Diego’s dark eyes scanned the XO, from the buzz cut top, to the steel-toed bottom. He watched the bible, which suited the country bumpkin so well Diego could almost laugh, flip open, it’s soft pages fluttering from one fine phrase to the next. Diego took another sip of his coffee when John spoke to him.

Diego smiled in response, swallowed the coffee in his mouth, and nodded. “Aye, at least this tin can is floating toward something. I mean, if I woke up in another space station in the next five years I’d probably throw myself out of the fucking air-lock.” Diego whispered to John Paul, ending his grisly joke with another light chuckle.

While suicide had certainly crossed Diego’s mind before, this particular occasion was purely a joke. That, however, did not mean the statement was vacuous. Diego didn’t want to work for Wey-Yu any longer, not after this job. Over the past decade or so Diego has learned that working for a large organization, like the CIA, or Wey-Yu, or for the Columbian government was never stable. One way or another someone like Diego was a liability, a risk never worth betting on. Wey-Yu probably expected him to die on this mission, just as the CIA had expected that to happen on his last mission. Of course, he had no way of knowing that for sure, but his instincts were on fire, he could practically smell the corpses of Prometheus’ crew from the surface of LV-223.

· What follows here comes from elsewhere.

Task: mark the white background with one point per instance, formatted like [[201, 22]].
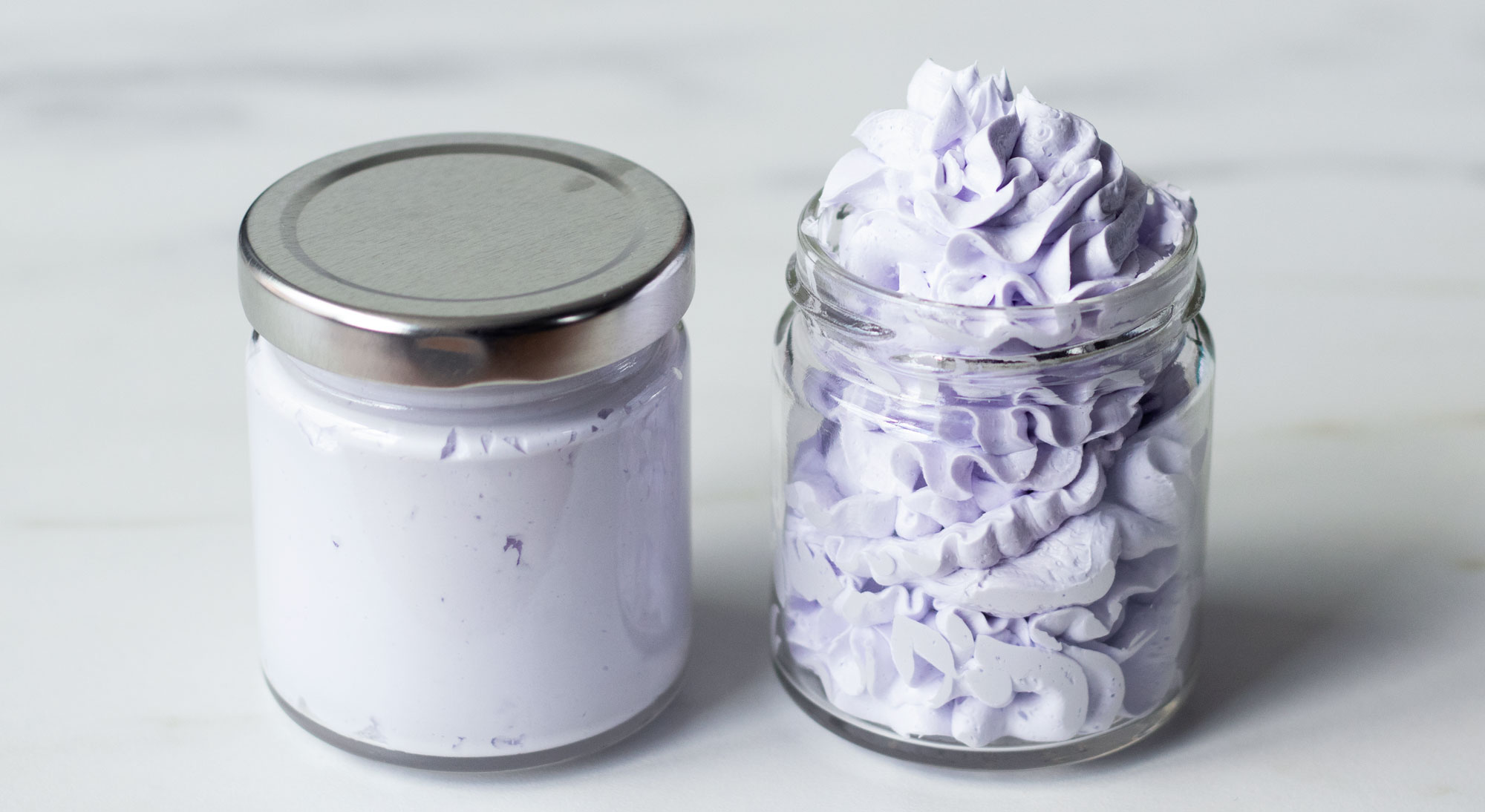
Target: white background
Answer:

Diego lifted his mostly empty coffee cup to his lips as Sara responded to the captain. Reddick, that’s where the answer lied. If Diego wanted to know the truth, he was the man to go to. After Diego swallowed the rest of his drink the cup was kept near his mouth for a while longer as he thought of how to approach Reddick, or, in the worst scenario, how he would find this information himself. His hand started to shake, and the coffee cup therein. Diego slammed the cup on the table to stop the shaking, and held his head down; the tittering warmth of embarrassment coursing over his spine, sieging his composure through pure attrition.
AmongHeroes said
Thanks for the post, Blackbeard. I'm doing well this morning, and I hope you are also. As for your comment about defending Britain, I don't know of anyone from any country that won't tout their nation, and in the next breath bemoan her character . Just part of being human I suppose.


I was about to say the same thing.
Blackbeard said
Only because there are more of them, as far as I've heard from anyone who visits they say it's true how we all drink tea all the time. Known as a 'Builders Brew' it's nothing like Chinese hot leaf water XD It's like the Irish and Guinness. It just goes a long with our 'we think we're posh having tea and biscuits' mentality :P I think it's our national drink.


See, now that's weird. I couldn't think of another nation not in the UK that has a national drink.

Yet, I suppose everybody has idiosyncrasies.